Les revues, études et romans, films etc. Anthologie de la nouvelle Europe et Journal de la France (Alfred Fabre-Luce) ; Les Beaux draps (Louis Ferdinand Céline) ; Les Cahiers franco-allemands ; La Chronique de Vichy (Maurice Martin du Gard) ; Comment reconnaître le juif (Georges Montandon) ; Les Documents maçonniques ; Forces occultes (Paul Riche) ; Guide allemand pour Paris ; Les juifs en France (collection) ; Signal etc.

Les acteurs de la collaboration

Les notices portent sur les acteurs allemands, les intellectuels français, les chefs de partis collaborationnistes et leurs entourages, les hauts fonctionnaires de l’État français etc.

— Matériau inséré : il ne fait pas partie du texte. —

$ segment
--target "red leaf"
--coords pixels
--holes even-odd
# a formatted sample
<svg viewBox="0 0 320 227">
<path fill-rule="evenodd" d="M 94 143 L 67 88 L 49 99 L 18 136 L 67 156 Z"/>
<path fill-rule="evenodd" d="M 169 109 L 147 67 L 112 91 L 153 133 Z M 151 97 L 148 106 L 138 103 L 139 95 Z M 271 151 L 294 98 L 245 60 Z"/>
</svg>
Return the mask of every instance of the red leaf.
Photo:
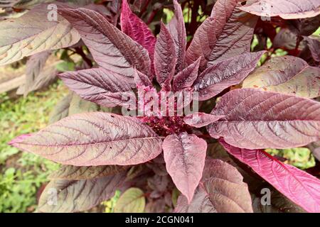
<svg viewBox="0 0 320 227">
<path fill-rule="evenodd" d="M 156 80 L 166 91 L 171 90 L 176 62 L 174 41 L 166 26 L 161 22 L 154 52 L 154 70 Z"/>
<path fill-rule="evenodd" d="M 284 19 L 314 17 L 320 13 L 319 0 L 254 0 L 247 1 L 242 10 L 261 16 L 279 16 Z"/>
<path fill-rule="evenodd" d="M 120 22 L 122 32 L 148 50 L 153 65 L 156 38 L 148 26 L 132 13 L 127 0 L 122 0 Z"/>
<path fill-rule="evenodd" d="M 174 77 L 172 89 L 174 91 L 182 91 L 191 87 L 196 79 L 198 77 L 201 57 L 188 66 L 186 68 L 178 72 Z"/>
<path fill-rule="evenodd" d="M 248 52 L 213 63 L 193 84 L 199 100 L 209 99 L 225 89 L 240 84 L 256 67 L 265 51 Z"/>
<path fill-rule="evenodd" d="M 95 112 L 65 118 L 10 144 L 76 166 L 144 163 L 162 151 L 162 140 L 133 117 Z"/>
<path fill-rule="evenodd" d="M 175 212 L 252 213 L 247 184 L 238 170 L 220 160 L 207 159 L 193 199 L 180 195 Z"/>
<path fill-rule="evenodd" d="M 300 147 L 320 138 L 320 103 L 296 96 L 235 89 L 211 114 L 225 116 L 208 126 L 210 135 L 238 148 Z"/>
<path fill-rule="evenodd" d="M 59 77 L 82 99 L 99 105 L 107 107 L 136 105 L 136 96 L 131 89 L 132 82 L 118 73 L 103 68 L 92 68 L 64 72 Z"/>
<path fill-rule="evenodd" d="M 134 67 L 150 74 L 148 51 L 102 14 L 83 8 L 60 9 L 58 13 L 77 29 L 100 66 L 132 78 Z"/>
<path fill-rule="evenodd" d="M 206 113 L 194 113 L 186 116 L 183 121 L 189 126 L 196 128 L 201 128 L 217 121 L 223 117 L 224 117 L 224 116 L 214 116 Z"/>
<path fill-rule="evenodd" d="M 238 148 L 223 139 L 219 141 L 229 153 L 249 165 L 297 205 L 309 212 L 320 212 L 320 180 L 317 178 L 281 162 L 262 150 Z"/>
<path fill-rule="evenodd" d="M 181 6 L 176 0 L 174 0 L 174 17 L 168 24 L 168 30 L 176 44 L 176 55 L 177 57 L 176 74 L 183 69 L 184 57 L 186 55 L 186 35 Z"/>
<path fill-rule="evenodd" d="M 239 9 L 238 0 L 218 0 L 208 18 L 196 31 L 186 54 L 188 65 L 201 57 L 200 68 L 250 50 L 257 17 Z"/>
<path fill-rule="evenodd" d="M 190 203 L 201 179 L 207 143 L 196 135 L 183 133 L 166 137 L 163 149 L 166 170 Z"/>
</svg>

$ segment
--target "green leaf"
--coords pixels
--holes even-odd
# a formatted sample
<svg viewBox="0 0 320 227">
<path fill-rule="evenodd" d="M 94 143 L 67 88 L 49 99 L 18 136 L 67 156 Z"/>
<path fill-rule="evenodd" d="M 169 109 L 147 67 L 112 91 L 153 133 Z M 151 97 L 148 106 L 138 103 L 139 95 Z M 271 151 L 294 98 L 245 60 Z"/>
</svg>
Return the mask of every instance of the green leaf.
<svg viewBox="0 0 320 227">
<path fill-rule="evenodd" d="M 124 192 L 119 198 L 114 207 L 116 213 L 143 213 L 146 206 L 144 192 L 137 187 L 132 187 Z"/>
</svg>

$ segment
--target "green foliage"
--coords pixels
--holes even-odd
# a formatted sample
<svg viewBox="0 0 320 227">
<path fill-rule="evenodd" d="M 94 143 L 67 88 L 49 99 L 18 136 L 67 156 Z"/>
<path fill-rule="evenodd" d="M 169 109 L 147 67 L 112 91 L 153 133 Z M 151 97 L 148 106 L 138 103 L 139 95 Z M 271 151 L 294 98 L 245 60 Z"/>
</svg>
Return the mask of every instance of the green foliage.
<svg viewBox="0 0 320 227">
<path fill-rule="evenodd" d="M 9 146 L 14 137 L 45 127 L 50 111 L 68 92 L 61 82 L 26 98 L 0 96 L 0 213 L 33 211 L 38 189 L 58 165 Z"/>
<path fill-rule="evenodd" d="M 105 213 L 114 213 L 114 206 L 117 204 L 117 201 L 120 197 L 121 192 L 117 190 L 114 193 L 114 196 L 107 201 L 105 201 L 101 203 L 102 205 L 105 206 Z"/>
<path fill-rule="evenodd" d="M 306 148 L 289 149 L 267 149 L 266 151 L 272 155 L 281 156 L 287 159 L 287 164 L 300 169 L 308 169 L 316 165 L 316 161 L 310 150 Z"/>
</svg>

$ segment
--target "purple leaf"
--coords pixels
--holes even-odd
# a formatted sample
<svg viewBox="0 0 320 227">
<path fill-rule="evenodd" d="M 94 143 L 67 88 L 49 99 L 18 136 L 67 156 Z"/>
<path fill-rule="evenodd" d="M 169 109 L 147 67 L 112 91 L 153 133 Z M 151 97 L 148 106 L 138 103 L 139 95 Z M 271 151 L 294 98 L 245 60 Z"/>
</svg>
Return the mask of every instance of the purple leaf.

On y trouvera tous les noms que l’on est susceptible d’y chercher, plus ou moins connus ; le fait de figurer dans ce dictionnaire n’étant pas une preuve de collaboration mais permet de situer un personnage par rapport au phénomène de collaboration, avec souvent il est vrai une dose d’ambiguïté du personnage par rapport au phénomène : Jean Anouilh, Arletty, Robert Aron, Marcel Aymé, Jean Azéma, René Barjavel, René Bousquet, François Brigneau ; Marcel Cachin ; André Castelot ; Coco Chanel ; Maurice Chevalier ; André Citroën ; Marguerite Duras ; Maurice Duverger ; Fernandel ; Bernard et Raymond Grasset ; Sacha Guitry ; Marcel Jouhandeau ; Le Corbusier ; Corinne et Jean Luchaire ; Mistinguett ; François Mitterrand ; Viviane Romance ; Tino Rossi ; Jean-Paul Sartre ; Suzy Solidor ; Charles Trenet ; Dominique Venner ;.

La mémoire et l’historiographie de la collaboration

Henri Amouroux ; Le Chagrin et la Pitié ; Histoire de la Collaboration (1964, plaidoyer pour la Collaboration de Saint-Paulien) ; Les Collaborateurs (1976, étude scientifique du phénomène par Pascal Ory) ; Histoire de la Collaboration (2000, autre plaidoyer pour la Collaboration de Dominique Venner) ; Christian de la Mazière ; Lacombe Lucien (Louis Malle) ; Rivarol ; Le Syndrome de Vichy (Henri Rousso) ; La Traversée de Paris (Claude Autant-Lara) ; Vichy, un passé qui ne passe pas ( E. Conan et H. Rousso) ; Le Vieil homme et l’enfant (Claude Berri).

Avec cet ouvrage, nous avons à notre disposition un excellent outil de travail, sans doute assez proche de l’exhaustivité, très aisément accessible et qui tient compte de l’historiographie la plus récente.